Gaze-centered remapping of remembered visual space in an open-loop pointing task.

Establishing a coherent internal reference frame for visuospatial representation and maintaining the integrity of this frame during eye movements are thought to be crucial for both perception and motor control. A stable headcentric representation could be constructed by internally comparing retinal signals with eye position. Alternatively, visual memory traces could be actively remapped within an oculocentric frame to compensate for each eye movement. We tested these models by measuring errors in manual pointing (in complete darkness) toward briefly flashed central targets during three oculomotor paradigms; subjects pointed accurately when gaze was maintained on the target location (control paradigm). However, when steadily fixating peripheral locations (static paradigm), subjects exaggerated the retinal eccentricity of the central target by 13.4 +/- 5.1%. In the key "dynamic" paradigm, subjects briefly foveated the central target and then saccaded peripherally before pointing toward the remembered location of the target. Our headcentric model predicted accurate pointing (as seen in the control paradigm) independent of the saccade, whereas our oculocentric model predicted misestimation (as seen in the static paradigm) of an internally shifted retinotopic trace. In fact, pointing errors were significantly larger than were control errors (p </= 0.003) and were indistinguishable (p >/= 0.25) from the static paradigm errors. Scatter plots of pointing errors (dynamic vs static paradigm) for various final fixation directions showed an overall slope of 0.97, contradicting the headcentric prediction (0. 0) and supporting the oculocentric prediction (1.0).
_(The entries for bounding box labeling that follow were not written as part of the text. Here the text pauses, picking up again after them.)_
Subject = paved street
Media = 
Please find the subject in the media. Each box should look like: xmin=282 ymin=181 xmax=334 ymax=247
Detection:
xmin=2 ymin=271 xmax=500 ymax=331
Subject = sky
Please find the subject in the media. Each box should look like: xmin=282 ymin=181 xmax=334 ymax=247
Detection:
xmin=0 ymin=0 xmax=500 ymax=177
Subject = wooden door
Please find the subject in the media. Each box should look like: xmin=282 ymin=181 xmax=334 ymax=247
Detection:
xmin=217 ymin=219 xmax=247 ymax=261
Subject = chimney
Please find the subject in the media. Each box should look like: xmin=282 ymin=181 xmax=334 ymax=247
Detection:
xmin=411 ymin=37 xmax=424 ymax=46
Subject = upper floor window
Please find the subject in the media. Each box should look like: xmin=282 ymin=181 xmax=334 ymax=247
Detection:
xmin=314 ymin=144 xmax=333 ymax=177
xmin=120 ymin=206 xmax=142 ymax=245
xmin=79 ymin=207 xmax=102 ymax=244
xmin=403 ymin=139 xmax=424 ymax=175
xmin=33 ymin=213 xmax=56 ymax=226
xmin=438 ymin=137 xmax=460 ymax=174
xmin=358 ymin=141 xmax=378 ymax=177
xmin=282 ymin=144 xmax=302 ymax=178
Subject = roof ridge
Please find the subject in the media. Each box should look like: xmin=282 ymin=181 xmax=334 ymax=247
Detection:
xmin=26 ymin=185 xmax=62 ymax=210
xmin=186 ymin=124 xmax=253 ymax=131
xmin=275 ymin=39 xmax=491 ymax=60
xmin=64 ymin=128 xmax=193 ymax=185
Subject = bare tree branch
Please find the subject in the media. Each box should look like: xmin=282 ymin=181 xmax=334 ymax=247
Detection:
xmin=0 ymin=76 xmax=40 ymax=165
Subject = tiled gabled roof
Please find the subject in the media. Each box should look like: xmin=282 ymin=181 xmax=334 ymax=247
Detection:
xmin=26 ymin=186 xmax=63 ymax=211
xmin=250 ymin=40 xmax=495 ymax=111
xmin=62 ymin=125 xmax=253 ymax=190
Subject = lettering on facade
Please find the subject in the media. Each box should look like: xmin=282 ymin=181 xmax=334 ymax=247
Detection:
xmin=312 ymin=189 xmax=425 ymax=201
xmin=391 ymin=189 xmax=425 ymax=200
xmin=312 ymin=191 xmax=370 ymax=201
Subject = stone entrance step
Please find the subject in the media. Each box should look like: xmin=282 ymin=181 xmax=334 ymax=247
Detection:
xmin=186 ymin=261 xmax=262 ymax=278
Varying both fixation and pointing-target direction confirmed that these errors were a function of retinotopically shifted memory traces rather than eye position per se. To reconcile these results with previous pointing experiments, we propose a "conversion-on-demand" model of visuomotor control in which multiple visual targets are stored and rotated (noncommutatively) within the oculocentric frame, whereas only select targets are transformed further into head- or bodycentric frames for motor execution.